Ángel González, poema, fantasma

Cansado de no poder dormir por la visita de un insistente fantasma, Ángel González intentó negociar con él pues no soportaba más la situación.

Desde hace unas semanas, Ángel González experimentó descensos de temperatura en su cuarto y vio cómo se movían sus corbatas por sí solas.

Al momento de preguntar: “¿quién anda ahí?”, recibió la respuesta de un fantasma que le pedía ayuda pues no podía descansar en paz desde que se murió.

Sin asustarse, Ángel González le preguntó qué necesitaba; sugirió una vela, una misa, una cadena de oración o cualquier otra cosa que según él podría ayudar.

Pero ninguna de esas era la respuesta. El fantasma le dijo que necesitaba terminar un poema que dejó inconcluso antes de que un infarto letal acabara con su vida.

Ángel González se negó y desde entonces cada noche el fantasma regresaba insistentemente en busca de su ayuda; quería que el ocupante de su antiguo cuarto le ayudara a terminar.

Lo que al principio fue frío y corbatas flotando luego se convirtió en alaridos y una cama que se movía insistentemente. Ángel González perdió la paciencia poco a poco y optó por escribir el poema.

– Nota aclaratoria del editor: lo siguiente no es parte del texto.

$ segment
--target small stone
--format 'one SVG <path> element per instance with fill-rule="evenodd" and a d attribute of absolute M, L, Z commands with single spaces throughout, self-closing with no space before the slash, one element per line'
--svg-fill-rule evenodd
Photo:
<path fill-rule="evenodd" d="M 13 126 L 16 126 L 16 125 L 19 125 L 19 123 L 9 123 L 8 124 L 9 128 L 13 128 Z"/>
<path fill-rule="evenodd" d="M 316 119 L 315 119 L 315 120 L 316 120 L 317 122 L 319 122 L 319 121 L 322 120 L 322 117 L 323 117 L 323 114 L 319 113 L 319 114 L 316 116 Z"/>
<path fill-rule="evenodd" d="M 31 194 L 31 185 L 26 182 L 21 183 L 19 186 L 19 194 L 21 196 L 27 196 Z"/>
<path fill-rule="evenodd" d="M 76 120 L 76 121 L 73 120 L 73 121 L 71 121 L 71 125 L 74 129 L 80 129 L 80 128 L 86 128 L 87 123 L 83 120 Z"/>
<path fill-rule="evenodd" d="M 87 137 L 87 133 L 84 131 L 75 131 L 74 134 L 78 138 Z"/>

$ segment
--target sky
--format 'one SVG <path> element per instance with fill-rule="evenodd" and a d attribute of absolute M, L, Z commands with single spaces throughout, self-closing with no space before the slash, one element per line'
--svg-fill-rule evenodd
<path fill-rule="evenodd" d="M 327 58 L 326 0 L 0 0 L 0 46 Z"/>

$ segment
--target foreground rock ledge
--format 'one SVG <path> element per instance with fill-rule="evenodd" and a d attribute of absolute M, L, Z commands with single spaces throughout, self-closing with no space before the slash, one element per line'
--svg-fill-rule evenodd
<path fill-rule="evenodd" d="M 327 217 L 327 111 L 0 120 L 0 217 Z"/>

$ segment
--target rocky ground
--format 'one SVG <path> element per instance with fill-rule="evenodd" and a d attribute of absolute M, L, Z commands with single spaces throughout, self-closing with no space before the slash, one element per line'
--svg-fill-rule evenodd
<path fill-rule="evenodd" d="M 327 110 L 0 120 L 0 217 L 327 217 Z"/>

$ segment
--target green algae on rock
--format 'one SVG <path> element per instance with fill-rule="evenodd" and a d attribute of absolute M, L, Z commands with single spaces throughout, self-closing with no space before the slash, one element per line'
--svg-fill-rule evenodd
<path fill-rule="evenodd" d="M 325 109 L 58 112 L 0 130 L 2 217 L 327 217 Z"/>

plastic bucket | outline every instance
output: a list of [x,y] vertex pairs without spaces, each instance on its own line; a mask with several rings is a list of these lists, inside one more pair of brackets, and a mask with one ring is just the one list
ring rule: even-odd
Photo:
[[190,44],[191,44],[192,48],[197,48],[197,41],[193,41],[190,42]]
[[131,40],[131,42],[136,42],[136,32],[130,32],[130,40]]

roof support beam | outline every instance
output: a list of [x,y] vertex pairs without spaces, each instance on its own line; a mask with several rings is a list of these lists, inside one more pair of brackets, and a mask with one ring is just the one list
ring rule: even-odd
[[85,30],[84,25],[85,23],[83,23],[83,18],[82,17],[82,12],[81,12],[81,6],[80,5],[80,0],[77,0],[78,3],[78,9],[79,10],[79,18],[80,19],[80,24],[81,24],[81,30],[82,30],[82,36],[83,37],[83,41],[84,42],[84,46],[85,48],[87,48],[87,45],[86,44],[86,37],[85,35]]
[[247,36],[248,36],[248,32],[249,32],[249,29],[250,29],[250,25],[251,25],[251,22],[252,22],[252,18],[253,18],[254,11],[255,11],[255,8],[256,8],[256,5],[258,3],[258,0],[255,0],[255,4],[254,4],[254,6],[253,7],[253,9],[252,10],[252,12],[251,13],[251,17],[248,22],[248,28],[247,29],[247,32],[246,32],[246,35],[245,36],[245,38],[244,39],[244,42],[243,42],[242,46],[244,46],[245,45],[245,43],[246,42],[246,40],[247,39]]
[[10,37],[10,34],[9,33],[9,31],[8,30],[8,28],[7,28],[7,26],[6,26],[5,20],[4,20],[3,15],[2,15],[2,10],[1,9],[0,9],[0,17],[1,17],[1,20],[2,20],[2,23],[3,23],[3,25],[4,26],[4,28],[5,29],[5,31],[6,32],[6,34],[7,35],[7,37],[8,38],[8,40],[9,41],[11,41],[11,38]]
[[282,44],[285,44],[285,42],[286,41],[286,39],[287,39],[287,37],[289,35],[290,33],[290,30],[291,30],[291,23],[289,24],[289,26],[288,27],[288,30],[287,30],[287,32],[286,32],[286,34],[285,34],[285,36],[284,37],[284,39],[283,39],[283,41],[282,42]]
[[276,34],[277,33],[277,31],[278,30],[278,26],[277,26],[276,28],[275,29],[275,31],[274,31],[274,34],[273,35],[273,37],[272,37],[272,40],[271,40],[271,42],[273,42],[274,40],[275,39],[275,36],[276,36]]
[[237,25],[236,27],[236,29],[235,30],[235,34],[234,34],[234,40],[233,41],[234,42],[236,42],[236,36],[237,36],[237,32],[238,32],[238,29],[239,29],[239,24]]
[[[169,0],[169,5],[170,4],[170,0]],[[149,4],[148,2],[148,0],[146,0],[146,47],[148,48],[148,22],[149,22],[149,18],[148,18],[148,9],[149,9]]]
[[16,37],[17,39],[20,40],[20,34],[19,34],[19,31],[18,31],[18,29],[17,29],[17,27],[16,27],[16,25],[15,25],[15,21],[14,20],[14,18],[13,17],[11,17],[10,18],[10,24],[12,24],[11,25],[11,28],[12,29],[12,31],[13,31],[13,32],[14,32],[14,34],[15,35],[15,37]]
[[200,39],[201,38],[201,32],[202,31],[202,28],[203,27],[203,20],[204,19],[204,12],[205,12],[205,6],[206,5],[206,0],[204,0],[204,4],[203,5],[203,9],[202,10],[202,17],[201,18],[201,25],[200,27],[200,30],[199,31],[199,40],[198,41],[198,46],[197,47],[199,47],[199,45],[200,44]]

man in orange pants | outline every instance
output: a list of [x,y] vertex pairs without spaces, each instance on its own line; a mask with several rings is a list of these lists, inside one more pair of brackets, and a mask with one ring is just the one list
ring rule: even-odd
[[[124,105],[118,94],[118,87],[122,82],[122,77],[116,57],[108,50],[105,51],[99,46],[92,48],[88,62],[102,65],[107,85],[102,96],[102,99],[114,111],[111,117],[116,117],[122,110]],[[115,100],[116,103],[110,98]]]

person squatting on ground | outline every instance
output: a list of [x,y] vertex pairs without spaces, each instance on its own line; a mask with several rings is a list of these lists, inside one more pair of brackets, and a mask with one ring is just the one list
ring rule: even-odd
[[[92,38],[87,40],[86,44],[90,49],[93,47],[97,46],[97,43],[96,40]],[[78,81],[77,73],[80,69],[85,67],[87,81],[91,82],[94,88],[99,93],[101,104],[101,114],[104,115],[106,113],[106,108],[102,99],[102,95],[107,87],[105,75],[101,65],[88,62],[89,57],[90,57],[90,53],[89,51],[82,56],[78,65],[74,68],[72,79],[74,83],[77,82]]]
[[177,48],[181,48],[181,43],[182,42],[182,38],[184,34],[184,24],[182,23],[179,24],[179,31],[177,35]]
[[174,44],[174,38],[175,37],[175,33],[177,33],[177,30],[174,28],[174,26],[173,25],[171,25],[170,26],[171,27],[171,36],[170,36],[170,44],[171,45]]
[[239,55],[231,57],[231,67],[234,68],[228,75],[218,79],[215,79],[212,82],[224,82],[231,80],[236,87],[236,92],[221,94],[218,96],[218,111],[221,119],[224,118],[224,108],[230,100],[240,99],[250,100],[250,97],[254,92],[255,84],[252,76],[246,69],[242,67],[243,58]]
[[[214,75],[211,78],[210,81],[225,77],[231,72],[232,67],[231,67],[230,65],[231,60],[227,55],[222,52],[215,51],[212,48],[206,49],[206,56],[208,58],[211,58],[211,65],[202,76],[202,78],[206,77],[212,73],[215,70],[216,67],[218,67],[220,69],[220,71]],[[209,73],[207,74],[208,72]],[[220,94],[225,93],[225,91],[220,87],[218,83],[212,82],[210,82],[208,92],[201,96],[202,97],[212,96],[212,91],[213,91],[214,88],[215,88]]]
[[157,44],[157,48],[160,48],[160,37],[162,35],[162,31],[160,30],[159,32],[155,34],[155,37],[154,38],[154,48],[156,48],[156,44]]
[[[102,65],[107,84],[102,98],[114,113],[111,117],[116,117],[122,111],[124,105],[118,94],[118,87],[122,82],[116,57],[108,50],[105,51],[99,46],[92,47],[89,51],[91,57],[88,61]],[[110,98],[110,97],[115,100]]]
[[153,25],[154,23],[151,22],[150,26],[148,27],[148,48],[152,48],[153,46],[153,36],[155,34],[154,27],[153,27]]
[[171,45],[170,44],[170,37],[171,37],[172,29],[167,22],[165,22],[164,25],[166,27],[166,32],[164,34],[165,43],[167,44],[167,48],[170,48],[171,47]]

Como nunca había escrito un poema en su vida, le dijo al fantasma cómo debía empezar. El fantasma le dijo a Ángel González que la hoja donde lo empezó se encontraba atrás de un espejo.

Ángel González entendió que no tenía que escribir un poema, simplemente tenía que escribir el dictado del fantasma para poder terminar el poema.

Una vez con la hoja en su mano, el fantasma le pidió que lo leyera en voz alta el poema para sentir una vez más la cadencia y continuar.

Ángel González leyó el poema de mala gana, con mucho sueño y con la esperanza de finalmente deshacerse de ese fantasma que no lo dejaba dormir por las noches.

El fantasma quedó en silencio y repentinamente el frío que provocaba en el cuarto desapareció. Ángel González sintió calor y antes de quitarse el suéter escuchó las primeras palabras del fantasma.

No tomó mucho tiempo, Ángel González terminó de escribir el poema dictado por el fantasma y sin más dejó de escucharlo. Trató de comunicarse nuevamente con el fantasma pero nunca le contestó.